KARACHI, 4 May 2005 — A gas explosion tore through a three-story building in Lahore early yesterday killing at least 28 people and wounding 20, police and rescue officials said. The dead included four women and two children.
Rescuers were searching for people trapped under the rubble of the collapsed building, located in a residential suburb of the city, police said.
The building that also housed workers’ quarters, a gas cylinder storage facility in the basement and low-end apartments, collapsed in the blast.
City police chief Aftab Cheema said it was not immediately clear what triggered the explosion. Survivors, some in critical condition, said that gas cylinders had been stored in the building’s basement.
Cheema said eight of the people killed were from the same family, who were sleeping in an apartment on the building’s second story.
Three or four nearby homes and several vehicles were damaged.
Mohammed Afzal, the official in charge of the rescue operation, said the blast occurred at about 3 a.m. and was heard around Lahore, the capital of Punjab province.
“We have been told that dozens of people were inside the building at the time of the blast. We are trying to save as many people as possible,” he said.
He expected it would take another four hours to clear the debris.
“We are using cranes and bulldozers. We are very careful because some people are still believed buried in the rubble,” he said, as grieving relatives and residents wailed and cried for their loved ones.

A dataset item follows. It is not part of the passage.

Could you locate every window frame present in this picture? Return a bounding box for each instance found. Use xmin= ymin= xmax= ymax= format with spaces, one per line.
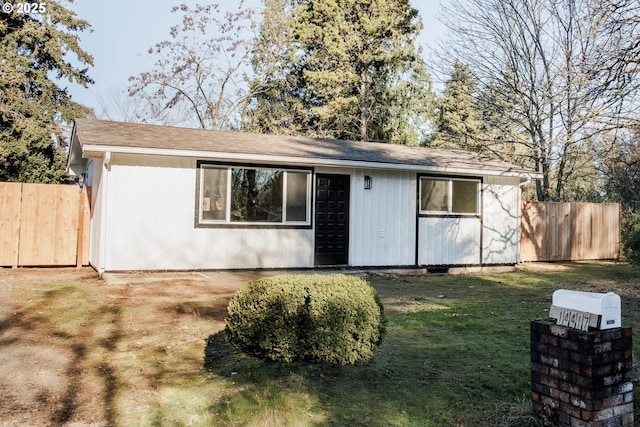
xmin=418 ymin=175 xmax=483 ymax=218
xmin=194 ymin=160 xmax=314 ymax=229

Zubair Chattha, a senior police official, said rescue teams had pulled out 25 bodies from the rubble after a 15-hour operation. “They have seen three more bodies in the basement where the blast occurred. Despite darkness, they are trying to reach the spot to look for the survivors,” he said.
The building housed a small ice cream factory whose 12-15 workers usually slept on the front lawn but had stayed inside last night because of heavy rains.
“First I heard a big explosion, and then saw the roof falling. I don’t know what happened next, but when I opened my eyes, I was on a hospital bed,” said one of the workers, Munib Ahmad, 25, recovering at Lahore’s Jinnah Hospital. His head was bandaged.
Other survivors at the hospital said the building owner had ignored repeated requests to move the gas cylinders that were stored in the basement.
“We always feared that it would happen one day,” said Sardar Ahmed, 34, who was sleeping on the second floor when the blast occurred. “He never paid any attention to our requests.”
The owner, a retired academic, could not be reached for comment.
City Mayor Mian Amir Mahmood told reporters that he had ordered an investigation and that those found responsible would be punished.